Recommendation: In Sec. 2.2, write the explicit form of the basis expansion for $p(z|x)$, name the basis functions, and state how densities are guaranteed non-negative and normalized on the $z$-grid (or document any rectification + renormalization before Eq. (2), and how zeros are handled numerically). Provide the full XGBoost hyperparameters, seeds, and whether they are tuned or fixed; clarify model-training multiplicity across datasets (Task Set 1/2; Cardinal/Flagship; 1yr/10yr). In Sec. 3.4, document SHAP precisely: which trained configuration(s) are analyzed, TreeSHAP vs other, which data split is used, any subsampling, and how SHAP is aggregated across coefficient regressors; add a brief stability check (e.g., feature-rank variability across subsamples/seeds).
-
Baseline competitiveness and statistical uncertainty are not adequately established (Sec. 3.1–3.3; Table 3). The “Naive Baseline” is reported with approximate ($\sim$) values from preliminary runs, and tables report single numbers without uncertainty.

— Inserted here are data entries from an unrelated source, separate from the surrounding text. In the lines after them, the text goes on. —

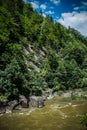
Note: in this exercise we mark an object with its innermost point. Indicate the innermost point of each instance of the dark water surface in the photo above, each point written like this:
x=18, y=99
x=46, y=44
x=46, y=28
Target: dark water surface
x=56, y=115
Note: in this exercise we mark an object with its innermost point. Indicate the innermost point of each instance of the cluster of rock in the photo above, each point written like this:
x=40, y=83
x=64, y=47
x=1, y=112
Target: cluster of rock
x=23, y=102
x=9, y=106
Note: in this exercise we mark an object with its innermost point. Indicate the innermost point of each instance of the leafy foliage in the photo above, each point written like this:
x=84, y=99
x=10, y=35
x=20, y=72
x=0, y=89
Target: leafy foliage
x=63, y=64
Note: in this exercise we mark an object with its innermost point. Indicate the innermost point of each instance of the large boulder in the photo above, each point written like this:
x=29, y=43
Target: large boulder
x=36, y=101
x=23, y=101
x=11, y=105
x=49, y=94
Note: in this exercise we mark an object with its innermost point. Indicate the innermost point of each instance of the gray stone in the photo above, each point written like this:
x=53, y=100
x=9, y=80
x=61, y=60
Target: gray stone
x=36, y=101
x=11, y=105
x=23, y=101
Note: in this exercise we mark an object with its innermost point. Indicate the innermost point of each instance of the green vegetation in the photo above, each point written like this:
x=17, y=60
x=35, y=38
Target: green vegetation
x=63, y=65
x=83, y=119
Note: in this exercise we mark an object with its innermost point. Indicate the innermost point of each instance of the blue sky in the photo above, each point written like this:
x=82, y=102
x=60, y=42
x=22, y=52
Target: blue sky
x=68, y=12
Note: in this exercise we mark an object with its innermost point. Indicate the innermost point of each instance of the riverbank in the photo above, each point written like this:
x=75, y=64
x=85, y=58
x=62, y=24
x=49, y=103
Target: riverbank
x=55, y=115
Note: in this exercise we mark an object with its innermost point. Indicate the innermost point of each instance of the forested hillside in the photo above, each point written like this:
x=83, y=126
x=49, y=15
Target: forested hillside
x=36, y=53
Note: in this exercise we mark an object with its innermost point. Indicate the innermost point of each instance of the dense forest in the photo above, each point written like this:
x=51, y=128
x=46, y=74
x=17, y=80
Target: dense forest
x=36, y=53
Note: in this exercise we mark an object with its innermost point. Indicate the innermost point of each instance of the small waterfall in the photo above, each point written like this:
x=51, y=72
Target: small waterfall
x=42, y=26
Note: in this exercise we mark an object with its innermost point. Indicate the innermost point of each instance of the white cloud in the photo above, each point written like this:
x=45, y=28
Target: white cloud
x=49, y=12
x=35, y=4
x=43, y=6
x=75, y=20
x=56, y=2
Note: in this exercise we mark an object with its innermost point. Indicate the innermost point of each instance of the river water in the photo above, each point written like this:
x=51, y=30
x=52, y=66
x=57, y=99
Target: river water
x=56, y=115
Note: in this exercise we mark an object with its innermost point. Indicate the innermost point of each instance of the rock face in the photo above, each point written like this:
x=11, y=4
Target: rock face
x=23, y=101
x=11, y=105
x=36, y=101
x=2, y=107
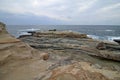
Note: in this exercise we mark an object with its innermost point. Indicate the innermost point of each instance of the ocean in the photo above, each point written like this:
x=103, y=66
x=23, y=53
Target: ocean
x=99, y=32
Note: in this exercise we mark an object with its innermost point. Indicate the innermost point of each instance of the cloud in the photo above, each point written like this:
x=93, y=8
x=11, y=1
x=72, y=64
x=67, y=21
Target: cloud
x=56, y=9
x=109, y=12
x=109, y=8
x=67, y=11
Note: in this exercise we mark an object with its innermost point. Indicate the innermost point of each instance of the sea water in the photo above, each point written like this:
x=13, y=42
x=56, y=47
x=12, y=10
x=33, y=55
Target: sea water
x=100, y=32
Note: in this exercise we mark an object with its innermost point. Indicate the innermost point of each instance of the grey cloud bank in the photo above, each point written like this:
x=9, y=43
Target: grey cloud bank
x=79, y=12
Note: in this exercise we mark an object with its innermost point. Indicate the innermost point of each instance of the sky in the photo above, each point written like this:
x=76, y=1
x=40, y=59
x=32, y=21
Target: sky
x=60, y=12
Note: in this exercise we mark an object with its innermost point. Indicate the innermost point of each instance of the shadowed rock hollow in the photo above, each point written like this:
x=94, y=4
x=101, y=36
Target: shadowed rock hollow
x=55, y=57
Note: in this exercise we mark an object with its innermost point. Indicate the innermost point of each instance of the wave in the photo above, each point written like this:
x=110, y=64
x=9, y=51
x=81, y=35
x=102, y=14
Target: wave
x=108, y=38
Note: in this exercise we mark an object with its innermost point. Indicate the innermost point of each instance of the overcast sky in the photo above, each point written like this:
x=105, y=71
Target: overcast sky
x=72, y=12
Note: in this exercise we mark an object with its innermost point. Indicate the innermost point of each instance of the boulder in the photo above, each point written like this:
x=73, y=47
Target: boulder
x=74, y=72
x=2, y=28
x=45, y=56
x=117, y=40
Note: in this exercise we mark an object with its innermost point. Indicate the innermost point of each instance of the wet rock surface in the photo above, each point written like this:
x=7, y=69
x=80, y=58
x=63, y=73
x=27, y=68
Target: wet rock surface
x=57, y=55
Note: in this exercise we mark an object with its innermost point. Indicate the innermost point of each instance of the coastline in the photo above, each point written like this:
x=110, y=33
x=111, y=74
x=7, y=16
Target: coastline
x=48, y=55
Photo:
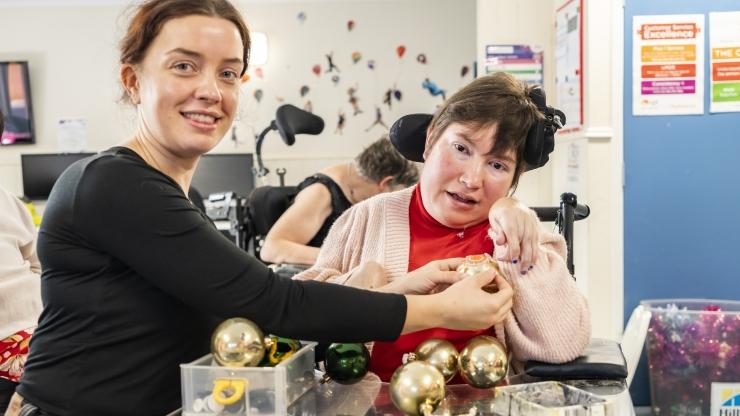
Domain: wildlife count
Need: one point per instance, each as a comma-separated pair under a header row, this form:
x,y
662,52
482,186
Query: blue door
x,y
682,191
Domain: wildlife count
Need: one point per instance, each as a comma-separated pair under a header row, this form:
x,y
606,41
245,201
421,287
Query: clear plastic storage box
x,y
549,398
267,390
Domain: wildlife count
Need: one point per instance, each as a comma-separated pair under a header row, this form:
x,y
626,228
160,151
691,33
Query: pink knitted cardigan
x,y
550,320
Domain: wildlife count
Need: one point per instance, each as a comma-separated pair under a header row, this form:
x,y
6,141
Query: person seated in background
x,y
463,206
20,292
297,236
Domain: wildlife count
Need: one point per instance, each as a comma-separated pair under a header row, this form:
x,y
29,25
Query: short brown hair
x,y
381,159
498,99
151,15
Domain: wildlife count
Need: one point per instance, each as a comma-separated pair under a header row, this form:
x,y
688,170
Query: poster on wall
x,y
724,47
668,64
569,63
522,61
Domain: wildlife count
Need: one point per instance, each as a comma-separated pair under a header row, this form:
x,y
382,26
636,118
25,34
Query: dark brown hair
x,y
498,99
151,15
381,159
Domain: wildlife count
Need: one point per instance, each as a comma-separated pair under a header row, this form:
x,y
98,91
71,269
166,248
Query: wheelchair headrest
x,y
291,120
408,134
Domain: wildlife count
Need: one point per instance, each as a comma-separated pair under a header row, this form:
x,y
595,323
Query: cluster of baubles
x,y
418,387
239,342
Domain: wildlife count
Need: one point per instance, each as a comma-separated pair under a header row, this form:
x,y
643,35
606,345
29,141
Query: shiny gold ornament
x,y
439,353
227,391
238,342
483,362
417,388
478,263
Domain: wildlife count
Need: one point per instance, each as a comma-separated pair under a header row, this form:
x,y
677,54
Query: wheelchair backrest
x,y
265,205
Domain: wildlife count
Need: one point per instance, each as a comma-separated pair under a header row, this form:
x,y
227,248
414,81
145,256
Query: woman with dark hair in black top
x,y
297,236
135,278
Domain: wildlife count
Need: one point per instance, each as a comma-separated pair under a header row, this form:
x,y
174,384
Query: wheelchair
x,y
603,359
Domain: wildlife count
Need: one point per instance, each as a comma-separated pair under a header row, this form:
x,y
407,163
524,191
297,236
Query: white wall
x,y
598,239
73,63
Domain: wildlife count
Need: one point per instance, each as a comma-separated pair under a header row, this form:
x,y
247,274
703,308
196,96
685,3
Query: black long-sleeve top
x,y
135,279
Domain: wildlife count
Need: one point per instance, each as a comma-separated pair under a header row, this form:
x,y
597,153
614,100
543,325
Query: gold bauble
x,y
483,362
417,388
441,354
479,263
238,342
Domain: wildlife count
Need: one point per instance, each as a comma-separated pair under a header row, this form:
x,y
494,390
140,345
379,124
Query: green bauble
x,y
279,349
347,363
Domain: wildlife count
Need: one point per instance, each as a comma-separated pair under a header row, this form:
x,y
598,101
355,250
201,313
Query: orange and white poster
x,y
724,55
668,64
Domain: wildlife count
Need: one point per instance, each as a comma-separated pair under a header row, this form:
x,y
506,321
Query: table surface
x,y
371,397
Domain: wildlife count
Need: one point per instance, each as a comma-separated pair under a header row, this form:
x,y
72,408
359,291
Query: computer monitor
x,y
223,172
40,171
15,103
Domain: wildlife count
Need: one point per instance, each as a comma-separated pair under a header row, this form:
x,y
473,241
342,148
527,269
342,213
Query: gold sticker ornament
x,y
479,263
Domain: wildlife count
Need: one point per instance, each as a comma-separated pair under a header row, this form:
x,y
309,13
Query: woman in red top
x,y
463,206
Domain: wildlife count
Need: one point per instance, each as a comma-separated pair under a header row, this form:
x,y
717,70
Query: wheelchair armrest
x,y
602,359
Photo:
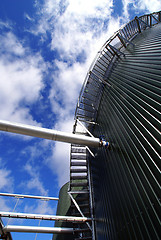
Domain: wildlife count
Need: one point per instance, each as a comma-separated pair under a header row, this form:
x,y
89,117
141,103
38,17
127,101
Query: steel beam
x,y
31,229
48,134
44,217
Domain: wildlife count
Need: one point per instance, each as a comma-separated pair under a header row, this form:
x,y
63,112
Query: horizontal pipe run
x,y
28,196
48,134
44,217
31,229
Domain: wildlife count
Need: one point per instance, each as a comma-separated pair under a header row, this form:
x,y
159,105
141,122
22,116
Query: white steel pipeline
x,y
49,134
44,217
28,196
31,229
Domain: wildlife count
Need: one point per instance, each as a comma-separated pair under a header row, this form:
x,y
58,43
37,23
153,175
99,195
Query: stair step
x,y
82,199
78,170
86,214
79,192
78,163
78,150
79,156
78,184
81,205
78,177
84,238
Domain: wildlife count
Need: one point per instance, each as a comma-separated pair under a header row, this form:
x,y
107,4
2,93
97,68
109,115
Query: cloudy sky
x,y
46,49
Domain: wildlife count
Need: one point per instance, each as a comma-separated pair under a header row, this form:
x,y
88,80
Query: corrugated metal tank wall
x,y
126,177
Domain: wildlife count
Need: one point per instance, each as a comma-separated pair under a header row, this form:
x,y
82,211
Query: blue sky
x,y
46,49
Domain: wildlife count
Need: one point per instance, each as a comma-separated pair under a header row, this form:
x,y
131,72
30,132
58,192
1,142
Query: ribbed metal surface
x,y
126,177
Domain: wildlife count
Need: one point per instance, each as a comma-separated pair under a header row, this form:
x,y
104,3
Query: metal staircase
x,y
79,190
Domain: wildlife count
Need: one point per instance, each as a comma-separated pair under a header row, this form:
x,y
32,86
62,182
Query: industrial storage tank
x,y
120,99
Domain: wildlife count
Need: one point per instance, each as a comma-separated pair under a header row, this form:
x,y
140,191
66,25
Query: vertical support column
x,y
137,21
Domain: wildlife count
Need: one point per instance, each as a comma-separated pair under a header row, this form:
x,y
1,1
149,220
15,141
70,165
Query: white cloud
x,y
34,181
149,5
21,79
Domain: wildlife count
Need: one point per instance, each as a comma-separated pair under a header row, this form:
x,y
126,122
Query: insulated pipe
x,y
44,217
28,196
49,134
31,229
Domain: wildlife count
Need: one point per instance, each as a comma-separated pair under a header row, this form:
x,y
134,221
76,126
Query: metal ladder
x,y
79,190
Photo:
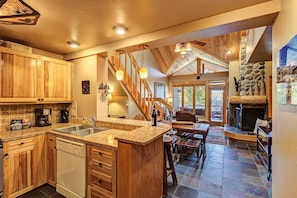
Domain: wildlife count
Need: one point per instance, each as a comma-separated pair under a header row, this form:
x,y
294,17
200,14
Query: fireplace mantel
x,y
253,100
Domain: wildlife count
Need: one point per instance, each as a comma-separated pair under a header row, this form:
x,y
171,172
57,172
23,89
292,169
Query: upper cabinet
x,y
30,78
55,82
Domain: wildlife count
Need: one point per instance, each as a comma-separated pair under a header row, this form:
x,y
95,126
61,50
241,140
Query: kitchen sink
x,y
81,130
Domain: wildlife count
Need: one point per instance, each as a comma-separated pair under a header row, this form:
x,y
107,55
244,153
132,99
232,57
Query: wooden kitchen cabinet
x,y
23,165
32,78
101,173
18,76
55,82
51,161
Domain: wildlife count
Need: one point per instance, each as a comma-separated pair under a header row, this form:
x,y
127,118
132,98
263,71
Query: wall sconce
x,y
104,89
169,100
143,72
120,74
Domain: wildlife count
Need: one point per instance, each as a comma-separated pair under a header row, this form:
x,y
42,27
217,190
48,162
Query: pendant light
x,y
143,72
120,72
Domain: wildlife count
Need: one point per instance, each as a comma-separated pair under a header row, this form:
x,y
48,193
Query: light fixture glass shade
x,y
143,73
188,46
177,48
120,74
120,29
183,51
17,12
73,44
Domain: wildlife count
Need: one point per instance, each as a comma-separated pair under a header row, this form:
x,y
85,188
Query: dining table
x,y
199,129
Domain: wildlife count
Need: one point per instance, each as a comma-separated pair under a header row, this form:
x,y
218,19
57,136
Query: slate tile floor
x,y
45,191
230,171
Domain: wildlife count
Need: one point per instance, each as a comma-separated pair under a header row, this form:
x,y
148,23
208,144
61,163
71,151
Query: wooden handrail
x,y
137,87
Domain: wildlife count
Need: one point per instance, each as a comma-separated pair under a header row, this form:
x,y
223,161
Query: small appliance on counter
x,y
64,116
42,117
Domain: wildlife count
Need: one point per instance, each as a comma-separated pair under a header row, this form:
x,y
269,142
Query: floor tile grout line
x,y
258,170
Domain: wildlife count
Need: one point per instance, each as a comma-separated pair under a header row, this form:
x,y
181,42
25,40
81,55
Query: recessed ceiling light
x,y
120,29
73,44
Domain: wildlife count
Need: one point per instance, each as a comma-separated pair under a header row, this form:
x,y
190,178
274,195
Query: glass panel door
x,y
217,106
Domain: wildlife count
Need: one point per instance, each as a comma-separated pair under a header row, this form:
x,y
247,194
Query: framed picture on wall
x,y
159,90
85,86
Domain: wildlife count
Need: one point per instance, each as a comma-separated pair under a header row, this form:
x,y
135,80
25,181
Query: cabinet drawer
x,y
18,144
101,179
101,167
97,192
102,155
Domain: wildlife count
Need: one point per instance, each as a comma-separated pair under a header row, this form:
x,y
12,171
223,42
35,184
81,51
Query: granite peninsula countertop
x,y
124,130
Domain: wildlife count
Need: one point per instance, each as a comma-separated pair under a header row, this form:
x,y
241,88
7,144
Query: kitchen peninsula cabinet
x,y
101,173
51,161
31,78
23,165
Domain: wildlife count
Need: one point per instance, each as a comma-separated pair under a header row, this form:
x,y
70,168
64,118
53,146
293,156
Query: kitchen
x,y
38,154
73,108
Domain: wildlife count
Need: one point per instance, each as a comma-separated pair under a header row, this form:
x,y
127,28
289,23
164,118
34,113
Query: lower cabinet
x,y
101,174
51,161
23,165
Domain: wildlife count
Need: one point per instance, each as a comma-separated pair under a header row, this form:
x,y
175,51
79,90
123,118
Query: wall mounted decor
x,y
85,86
286,90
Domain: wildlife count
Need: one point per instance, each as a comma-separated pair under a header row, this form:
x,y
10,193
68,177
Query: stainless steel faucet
x,y
91,121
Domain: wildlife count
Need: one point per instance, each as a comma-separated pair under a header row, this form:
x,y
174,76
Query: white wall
x,y
84,70
284,117
154,71
95,69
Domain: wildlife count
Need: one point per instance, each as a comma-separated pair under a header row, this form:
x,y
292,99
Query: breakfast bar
x,y
120,161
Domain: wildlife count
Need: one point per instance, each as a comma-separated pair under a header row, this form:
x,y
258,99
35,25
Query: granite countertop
x,y
124,130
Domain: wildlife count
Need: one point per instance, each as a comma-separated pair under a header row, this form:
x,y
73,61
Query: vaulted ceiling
x,y
212,50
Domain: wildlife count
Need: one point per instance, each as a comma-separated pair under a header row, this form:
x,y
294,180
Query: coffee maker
x,y
64,114
42,117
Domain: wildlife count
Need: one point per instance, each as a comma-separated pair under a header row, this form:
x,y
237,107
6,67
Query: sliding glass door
x,y
217,104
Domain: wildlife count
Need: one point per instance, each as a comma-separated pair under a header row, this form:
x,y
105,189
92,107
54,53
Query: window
x,y
185,99
200,100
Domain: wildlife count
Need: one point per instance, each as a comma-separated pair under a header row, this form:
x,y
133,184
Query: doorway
x,y
217,104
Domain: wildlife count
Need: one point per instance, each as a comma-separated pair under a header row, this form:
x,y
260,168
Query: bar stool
x,y
167,141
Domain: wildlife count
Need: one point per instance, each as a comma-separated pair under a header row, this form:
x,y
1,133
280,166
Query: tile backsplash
x,y
22,111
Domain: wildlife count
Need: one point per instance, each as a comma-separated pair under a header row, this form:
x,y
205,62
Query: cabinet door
x,y
18,175
17,76
57,81
51,160
39,161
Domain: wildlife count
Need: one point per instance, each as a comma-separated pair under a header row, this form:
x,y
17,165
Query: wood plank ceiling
x,y
171,62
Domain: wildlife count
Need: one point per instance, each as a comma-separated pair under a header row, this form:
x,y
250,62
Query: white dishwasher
x,y
71,168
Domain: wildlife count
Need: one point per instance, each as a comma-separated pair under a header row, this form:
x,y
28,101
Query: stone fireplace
x,y
244,111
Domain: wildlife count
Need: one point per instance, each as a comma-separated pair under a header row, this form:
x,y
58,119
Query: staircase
x,y
137,87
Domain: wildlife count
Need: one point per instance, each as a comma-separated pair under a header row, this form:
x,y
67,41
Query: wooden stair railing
x,y
137,87
160,105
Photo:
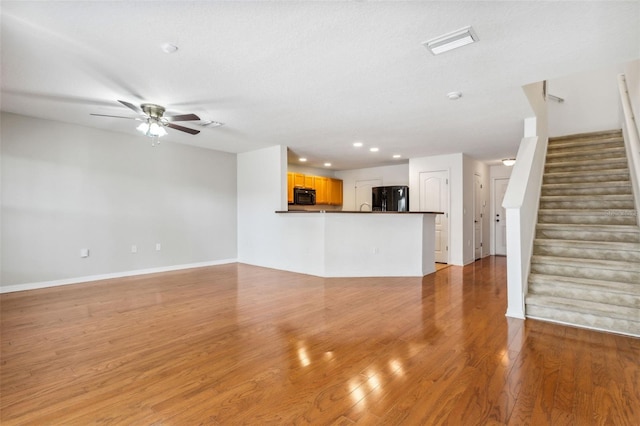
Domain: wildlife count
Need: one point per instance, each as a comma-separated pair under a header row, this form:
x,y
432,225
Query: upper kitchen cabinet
x,y
309,181
321,190
328,190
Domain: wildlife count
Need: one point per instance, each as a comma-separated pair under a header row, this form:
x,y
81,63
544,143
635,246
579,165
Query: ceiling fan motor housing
x,y
153,110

Without exact baselines under the same split/protocol and variability estimates, it is difficult to quantify the true benefit of importance weighting and BTS or judge significance of modest differences (e.g., between simulations or depths). External baselines (common photo-z or CDE methods) are also absent.
Recommendation: Replace approximate baseline entries in Table 3 with exact results computed under the final protocol. Report uncertainty via multiple random seeds (even 3) and/or bootstrap CIs over the test set for key metrics (bias, $\Sigma_{\rm MAD}$, outlier rate, CDE loss, PIT-KS). If feasible, add at least 1–2 external baselines under the same splits (e.g., a standard ML regressor with post-hoc density construction, a template-based code, or another CDE approach) or clearly justify why this is not possible and limit claims accordingly.
-
Claims about Roman NIR “indispensability” rely primarily on SHAP feature importance, which is correlational and can be distorted by multicollinearity; there is no targeted LSST-only vs LSST+Roman performance ablation (Sec. 3.4; Sec. 4). The manuscript also uses strong causal language and quantitative contribution statements (e.g., “over 30% of predictive power”) without direct controlled comparisons.
Recommendation: Add a controlled ablation in Sec. 3.4 (or appendix): train/evaluate (i) LSST-only and (ii) LSST+Roman models under the same Task Set 1/2 protocols and compare $\Sigma_{\rm MAD}$/outliers/CDE/PIT (overall and in faint/high-$z$ slices). If this cannot be added, temper conclusions in Sec. 3.4 and Sec. 4 to clearly label Roman-band statements as suggestive, and avoid causal terms like “indispensable” absent ablation evidence.
-
Assumptions, overlap, and failure modes under severe covariate shift are not quantified (Sec. 2.1; Sec. 3.2–3.4; Sec. 4). Importance weighting assumes covariate shift with support overlap (no regions where target $x$ has little/no training support). With Task Set 2 (shallow spec vs deep photo), support mismatch is plausible; the paper does not quantify overlap or show how weights behave in low-support regions, nor discuss safeguards (e.g., reject option or uncertainty inflation).
Recommendation: Add an explicit overlap/coverage diagnostic: weight histograms + ESS (can overlap with the Sec. 2.3 additions), plus a plot of weight magnitude vs $i$-mag/$z$, or a nearest-neighbor distance/SOM occupancy measure showing target regions not covered by train. In Sec. 4, add a limitations subsection describing covariate-shift assumptions, support mismatch, sparse-bin calibration risks, and how the method should be used in practice (e.g., clipping policies, flagging/excluding extrapolative objects, or inflating uncertainties).